Now I am on the downward slope of my vocation. I could retire, according to the church pension fund, in March of 2020. I'll have my twenty years in by then. Social Security will kick in two years later, so in six years, December of 2022, when my husband turns 65, we could potentially retire. We'd live meager lives on our combined social security and my pension and some supply work, but we could probably manage, assuming there is still social security. But these days, who knows? I may have to work a lot longer. Which means pulling up my boot straps and getting ready for more years of church decline, more years of challenging church budgets, more years of vestry meetings and annual meetings and preaching and presiding and conflict and growth and learning about myself and church.

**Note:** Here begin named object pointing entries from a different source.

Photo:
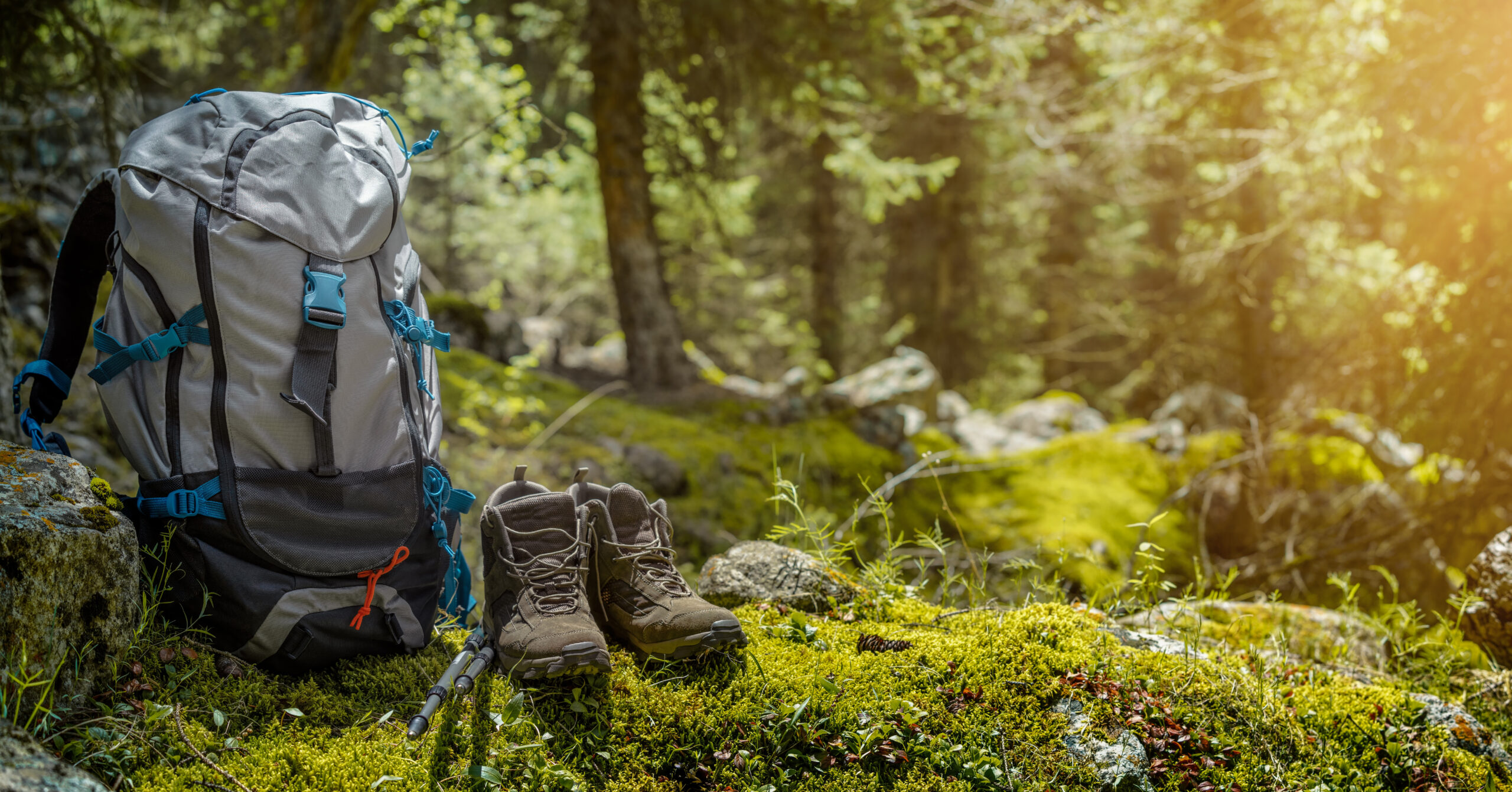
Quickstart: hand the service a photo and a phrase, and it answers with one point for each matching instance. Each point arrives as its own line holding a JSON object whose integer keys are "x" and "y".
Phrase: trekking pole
{"x": 480, "y": 664}
{"x": 444, "y": 687}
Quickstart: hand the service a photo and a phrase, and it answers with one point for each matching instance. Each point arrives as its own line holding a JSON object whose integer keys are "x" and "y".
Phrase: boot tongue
{"x": 540, "y": 525}
{"x": 631, "y": 516}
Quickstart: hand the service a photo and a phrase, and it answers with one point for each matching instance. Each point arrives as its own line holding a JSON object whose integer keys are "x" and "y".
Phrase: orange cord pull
{"x": 373, "y": 582}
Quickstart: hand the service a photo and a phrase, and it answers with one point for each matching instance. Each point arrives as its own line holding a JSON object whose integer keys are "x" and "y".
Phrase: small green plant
{"x": 800, "y": 633}
{"x": 803, "y": 531}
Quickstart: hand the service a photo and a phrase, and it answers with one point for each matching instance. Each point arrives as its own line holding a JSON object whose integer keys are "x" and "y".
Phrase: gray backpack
{"x": 268, "y": 368}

It also means more years of baptisms and weddings and funerals. Of doing the ministry I felt called to do, journeying with people through their lives, looking for signs of God along the way, and nurturing the relationship between God, self, and others.
It occurs to me that the real call of my vocation has been this: striving to bring forth the good news when little seems good. Wondering where is God in all of this? Working toward hope and not succumbing to bitterness or despair or fatigue. All the while trying to be healthy and whole myself.
The night I was ordained, while the priest preached and the Bishop examined me and laid hands on my head and called forth the Holy Spirit, I could feel the pressure of those pointed collars stays pressing into my neck, my throat, as if trying to irritate me out of my joy. Or remind me that ministry would always be two edged, one side smooth and comfortable and the other side pointed and mildly irritating. As if always to keep me on my toes, aware and attentive, never able to fully slide into a place of comfort nor a place of complete dismay. As if to prepare me for the journey of what has been and what will be my life of a parish priest.
The morning after my ordination I had a bruise on my neck from the pressure of the collar stay. This small purple dot, an outward and visible sign of the inward and invisible work of ministry. The dot is no longer visible, but its mark remains ever present, indented in my being, like the grace of God.